McKnight first sought federal habeas relief on December 22, 2021. ECF No. 1. But his Original Petition stated only that he “ha[s] no assistance fighting for [his] civil right[s]” because he has “been locked up since August.” Id. at 1. His Amended Petition articulated defenses to his ongoing criminal trial and asked the Court to “lift [his] parole warrant [and] reinstate [his] mandatory supervision and help [him] with [his] mental health.” ECF No. 16 at 4. McKnight's Amended Petition accuses his arresting officers of threatening him and lying on his arrest affidavit. Id. at 6. The Amended Petition also adds money damages to the relief McKnight seeks, requesting $25,000.00 for his “pain and suffering.” Id. at 7.

II. ANALYSIS

1. McKnight's civil rights claims must be severed from his claims for habeas relief.
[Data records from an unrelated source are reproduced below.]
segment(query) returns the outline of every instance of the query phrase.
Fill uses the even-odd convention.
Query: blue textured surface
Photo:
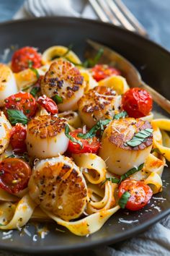
[[[170,0],[123,0],[151,39],[170,50]],[[0,0],[0,22],[12,20],[24,0]]]

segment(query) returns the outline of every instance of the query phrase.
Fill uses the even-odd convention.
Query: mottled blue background
[[[150,38],[170,50],[170,0],[123,1],[146,27]],[[23,2],[0,0],[0,22],[11,20]]]

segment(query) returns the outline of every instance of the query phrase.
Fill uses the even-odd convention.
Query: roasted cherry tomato
[[[143,182],[130,179],[125,179],[120,184],[118,197],[120,198],[125,192],[128,192],[131,195],[125,206],[130,210],[138,210],[143,208],[153,195],[152,189]]]
[[[25,139],[27,129],[21,124],[17,124],[12,129],[10,143],[14,152],[24,153],[27,150]]]
[[[93,77],[97,82],[110,77],[112,74],[119,75],[121,74],[120,70],[105,64],[98,64],[94,66],[92,68],[91,72]]]
[[[138,88],[128,90],[122,96],[122,108],[130,117],[147,116],[152,109],[152,103],[151,95]]]
[[[18,93],[5,99],[6,108],[17,109],[23,112],[27,117],[34,116],[37,103],[35,98],[29,93]]]
[[[52,114],[58,114],[58,108],[57,104],[50,98],[47,97],[45,95],[40,96],[37,99],[37,103],[43,108],[46,109],[47,111],[51,113]]]
[[[93,137],[92,138],[81,139],[77,137],[79,133],[82,133],[82,129],[79,128],[71,132],[70,135],[82,143],[82,148],[79,144],[69,140],[68,151],[71,153],[75,154],[82,153],[97,153],[100,146],[100,142],[97,138],[96,137]]]
[[[12,70],[19,72],[30,67],[35,69],[42,66],[41,55],[32,47],[23,47],[16,51],[12,58]]]
[[[0,187],[9,193],[24,189],[30,176],[30,167],[20,158],[5,158],[0,163]]]

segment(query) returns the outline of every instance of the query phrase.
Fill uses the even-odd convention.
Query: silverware
[[[85,53],[86,58],[91,58],[95,56],[97,51],[102,48],[103,55],[100,59],[100,62],[109,64],[118,68],[126,78],[130,87],[139,87],[146,90],[152,96],[153,100],[162,108],[170,114],[170,101],[153,88],[146,85],[141,79],[139,72],[126,59],[109,48],[96,43],[91,40],[87,40],[87,48]]]
[[[89,0],[94,10],[104,22],[122,26],[128,30],[147,36],[143,25],[120,0]]]

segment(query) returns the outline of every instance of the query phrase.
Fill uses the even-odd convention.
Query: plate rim
[[[117,31],[121,31],[124,34],[129,34],[130,35],[131,37],[134,38],[138,38],[139,39],[141,39],[150,45],[154,46],[154,47],[158,48],[158,50],[163,51],[164,54],[166,55],[168,54],[169,56],[170,57],[170,51],[167,49],[166,49],[164,47],[161,46],[157,43],[153,42],[152,40],[148,38],[144,38],[140,35],[138,35],[137,33],[135,33],[132,31],[127,30],[122,27],[120,27],[117,26],[115,26],[112,24],[107,23],[107,22],[103,22],[99,20],[91,20],[91,19],[84,19],[84,18],[81,18],[81,17],[65,17],[65,16],[60,16],[60,17],[33,17],[33,18],[29,18],[29,19],[19,19],[19,20],[9,20],[9,21],[4,21],[0,23],[0,27],[4,27],[6,25],[10,25],[13,24],[17,24],[17,23],[27,23],[27,22],[34,22],[36,21],[44,21],[44,20],[55,20],[55,21],[62,21],[62,20],[64,20],[64,22],[68,21],[73,21],[74,22],[77,22],[78,21],[84,22],[86,23],[93,23],[96,24],[97,25],[104,25],[106,27],[110,27],[111,28],[114,28],[114,30],[116,30]],[[167,200],[167,198],[166,198]],[[164,210],[163,212],[158,213],[156,216],[153,217],[153,219],[148,220],[148,221],[145,222],[144,223],[141,223],[139,226],[133,226],[133,234],[135,236],[137,234],[140,234],[143,232],[143,231],[146,230],[147,227],[150,227],[153,224],[157,223],[158,221],[162,219],[163,218],[166,217],[168,214],[170,214],[170,208],[166,209]],[[97,246],[102,246],[102,245],[107,245],[107,244],[115,244],[120,241],[125,240],[126,239],[129,239],[131,237],[131,230],[128,229],[127,231],[123,231],[122,234],[118,234],[116,237],[108,237],[108,238],[104,238],[101,239],[97,241],[91,241],[91,242],[86,242],[86,243],[84,244],[79,244],[78,245],[76,244],[72,244],[72,245],[67,245],[67,247],[64,246],[60,246],[58,247],[58,245],[50,245],[50,246],[44,246],[41,248],[41,247],[31,247],[30,246],[24,246],[23,247],[18,247],[14,245],[12,245],[9,247],[9,244],[1,244],[1,241],[0,241],[0,249],[1,250],[6,250],[9,252],[22,252],[22,253],[47,253],[47,252],[56,252],[56,253],[60,253],[60,252],[76,252],[79,251],[81,249],[89,249],[94,248]],[[74,235],[73,235],[74,236]],[[3,240],[1,240],[3,242]]]

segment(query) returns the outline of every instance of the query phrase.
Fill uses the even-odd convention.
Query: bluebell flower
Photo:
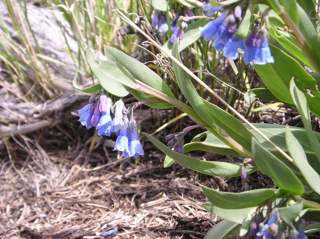
[[[123,124],[120,127],[120,133],[116,140],[114,149],[114,150],[122,152],[122,154],[124,153],[124,154],[129,153],[129,140],[127,137],[128,123],[128,118],[126,115],[125,115]]]
[[[116,227],[114,229],[109,230],[109,231],[103,232],[100,235],[102,236],[115,236],[117,234],[117,232],[118,232],[118,228]]]
[[[93,115],[93,105],[91,103],[86,105],[82,109],[78,111],[80,116],[79,121],[82,125],[86,126],[88,129],[92,127],[91,125],[91,119],[92,115]]]
[[[174,43],[178,38],[181,40],[183,38],[184,30],[187,27],[187,24],[184,21],[177,23],[170,37],[170,41]]]
[[[158,31],[161,34],[167,32],[168,26],[165,13],[156,11],[151,21],[151,26],[154,28],[158,27]]]
[[[122,110],[124,108],[124,104],[122,100],[117,101],[115,104],[114,118],[112,120],[112,131],[117,135],[119,134],[120,127],[123,124]]]
[[[169,29],[169,27],[168,26],[168,23],[166,22],[163,23],[159,27],[158,31],[160,33],[164,34],[166,32],[168,31]]]
[[[256,238],[275,239],[278,235],[278,226],[275,224],[278,221],[279,216],[278,209],[273,209],[267,223],[264,224],[257,233]],[[276,229],[276,230],[274,230]]]
[[[264,27],[260,28],[256,25],[246,41],[243,54],[246,63],[264,65],[274,62],[268,43],[268,31]]]
[[[133,112],[132,112],[132,114]],[[129,134],[129,153],[130,157],[138,157],[139,155],[143,155],[144,151],[142,149],[141,143],[138,136],[138,126],[137,122],[133,118],[133,114],[129,123],[128,133]],[[124,154],[124,155],[126,155]]]
[[[237,38],[233,34],[232,37],[228,40],[228,42],[223,48],[223,56],[225,57],[230,57],[236,60],[239,57],[238,50],[239,49],[244,50],[245,44],[243,40]]]
[[[236,29],[236,18],[233,14],[229,15],[219,27],[217,36],[215,37],[214,46],[216,50],[221,51],[223,49]]]
[[[221,26],[227,15],[228,11],[223,11],[221,15],[214,20],[209,22],[204,27],[199,27],[201,35],[206,41],[208,41],[217,37],[219,27]]]
[[[112,104],[111,99],[108,97],[105,94],[101,94],[100,96],[99,102],[99,110],[102,114],[104,113],[109,113],[110,114],[110,108]]]
[[[101,112],[99,109],[99,104],[97,104],[94,107],[94,111],[93,112],[93,115],[92,115],[92,118],[91,118],[91,125],[92,126],[94,127],[97,126],[97,125],[100,121],[101,115]]]
[[[203,4],[203,13],[207,16],[211,17],[215,12],[220,12],[223,10],[223,7],[221,6],[212,6],[211,4]]]
[[[100,121],[97,125],[98,130],[98,135],[103,135],[110,136],[111,135],[111,126],[112,119],[110,114],[104,113],[100,118]]]
[[[157,27],[159,24],[159,22],[160,21],[159,16],[160,16],[158,12],[156,11],[155,12],[155,15],[154,15],[152,20],[151,20],[151,26],[154,28]]]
At the outset, the undersigned notes that money damages are unavailable in § 2241 actions. See 28 U.S.C. § 2241; Muhammad v. Close, 540 U.S. 749, 750-51 (2004). To the extent McKnight seeks to recover money damages allegedly arising from violation of his civil rights in connection with his arrest in 2021, he should be afforded an opportunity to further develop that claim in the context of a civil rights action. See Eason v. Thaler, 14 F.3d 8, 9 (5th Cir. 1994); Serio v. Members of La. State Bd. of Pardons, 821 F.2d 1112, 1119 (5th Cir. 1987) (“[I]n instances in which a petition combines claims that should be asserted in habeas with claims that properly may be pursued as an initial matter under § 1983, and the claims can be separated, federal courts should do so, entertaining the § 1983 claims.”); United States v. Santora, 711 F.2d 41, 42 n.1 (5th Cir. 1983) (recognizing that review of the merits of pro se prisoners' claims are controlled by the essence of pleading rather than the label attached). If a prisoner brings “both habeas and § 1983 claims, ” the court must “ ‘separate the claims and decide the § 1983 claims.' ” Patton v. Jefferson Corr. Ctr., 136 F.3d 458, 463-64 (5th Cir. 1998) (quoting Orellana v. Kyle, 65 F.3d 29, 31 (5th Cir. 1995) (per curiam)).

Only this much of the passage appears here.